I’d seen one such structure before, in Hamilton, Massachusetts where my friend Jim lives.

As part of a kitchen renovation that grew like topsy, Jim added in a Guy Only Place, across a deck and out back as far as he could legally build.

Jim showed me the Guy Only Place one day, when no other guys were around.  It held a few chairs, a small TV with aluminum foil on the antennae, a couple of ship models and nailed up postcards.  It smelled of cigars and spilt beer.  It was A Guy Place for sure.  Also, I noticed a big funnel.

“Jim?  The funnel?”

“Oh, well.  We don’t want to have to go in the house to pee, you know.”

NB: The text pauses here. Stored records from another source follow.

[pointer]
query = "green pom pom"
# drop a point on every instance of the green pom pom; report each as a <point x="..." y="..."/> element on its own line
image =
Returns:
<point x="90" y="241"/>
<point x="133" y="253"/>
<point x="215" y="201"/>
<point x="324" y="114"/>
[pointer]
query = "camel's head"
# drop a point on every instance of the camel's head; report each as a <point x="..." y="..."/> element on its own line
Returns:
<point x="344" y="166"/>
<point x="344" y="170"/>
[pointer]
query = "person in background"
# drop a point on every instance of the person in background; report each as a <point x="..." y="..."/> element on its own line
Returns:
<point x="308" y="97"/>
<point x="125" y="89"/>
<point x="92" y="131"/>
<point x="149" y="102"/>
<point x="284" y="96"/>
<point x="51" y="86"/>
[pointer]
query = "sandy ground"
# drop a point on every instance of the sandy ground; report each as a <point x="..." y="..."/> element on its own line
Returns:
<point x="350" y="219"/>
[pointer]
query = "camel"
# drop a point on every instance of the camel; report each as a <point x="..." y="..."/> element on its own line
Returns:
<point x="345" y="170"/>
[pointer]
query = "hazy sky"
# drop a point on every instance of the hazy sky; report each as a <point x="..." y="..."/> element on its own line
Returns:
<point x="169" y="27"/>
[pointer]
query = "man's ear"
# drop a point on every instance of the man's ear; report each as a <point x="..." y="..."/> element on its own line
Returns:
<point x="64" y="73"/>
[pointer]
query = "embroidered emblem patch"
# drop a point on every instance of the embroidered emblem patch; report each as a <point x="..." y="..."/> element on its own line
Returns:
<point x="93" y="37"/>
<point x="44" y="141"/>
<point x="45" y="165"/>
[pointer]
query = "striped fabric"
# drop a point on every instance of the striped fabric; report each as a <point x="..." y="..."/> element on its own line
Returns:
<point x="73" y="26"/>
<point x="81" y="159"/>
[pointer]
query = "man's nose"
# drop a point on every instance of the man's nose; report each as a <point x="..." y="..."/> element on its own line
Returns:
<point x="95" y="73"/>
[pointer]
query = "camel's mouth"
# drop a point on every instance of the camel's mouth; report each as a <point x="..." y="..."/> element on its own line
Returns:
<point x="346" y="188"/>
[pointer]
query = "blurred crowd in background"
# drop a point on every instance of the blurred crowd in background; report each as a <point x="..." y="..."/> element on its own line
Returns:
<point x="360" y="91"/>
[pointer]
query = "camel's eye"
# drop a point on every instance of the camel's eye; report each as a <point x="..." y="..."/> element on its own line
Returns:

I’m a person who does prefer to go in a house for such things.

As it happens, this funnel fed into a piece of garden hose and disappeared right into his septic tank.  Clever Jim, I guess, but now this construction project in my own back yard was making me nervous.

Cement got poured.  Boards got sawed.  Kevin clambered up to add a green tin roof.  When the acorns fell, it made a person jump.

It contained electricity, a tool bench, peg boards, a 1940’s type radio.  Also, gardening books, a small refrigerator and a space heater.  

Bill was happy.  He made shelves on Saturday afternoosn while listening to opera. He sat on the front porch in the early evening with a Scotch and watched the hawks torment the rabbits and chipmunks. 

He called it Briar hill Lodge, named after the garden shed of his youth.  I  made him a sign for the front door.  It’s all his and he loved it.

The man works hard, and he needs his space.  Plus, he does not have a funnel rigged up, so I’m not complaining.  

No sooner (it seemed) did the new favorite place on the street become the front porch of Briar Hill Lodge, where a Baptist man could score a beer IF no other Baptist man was already there, did we move again.  

We've missed many things about living in small town Georgia.  A Language Wrangler can pick up a lot of new linguistic twists, and a man can build a 'garden shed' by a stream, hoping that the water moccasins don't take an equal liking to the structure.  

On a scary hot New England Day in the middle of a heat wave, it's hard not to think about the five years we lived in the Deep South.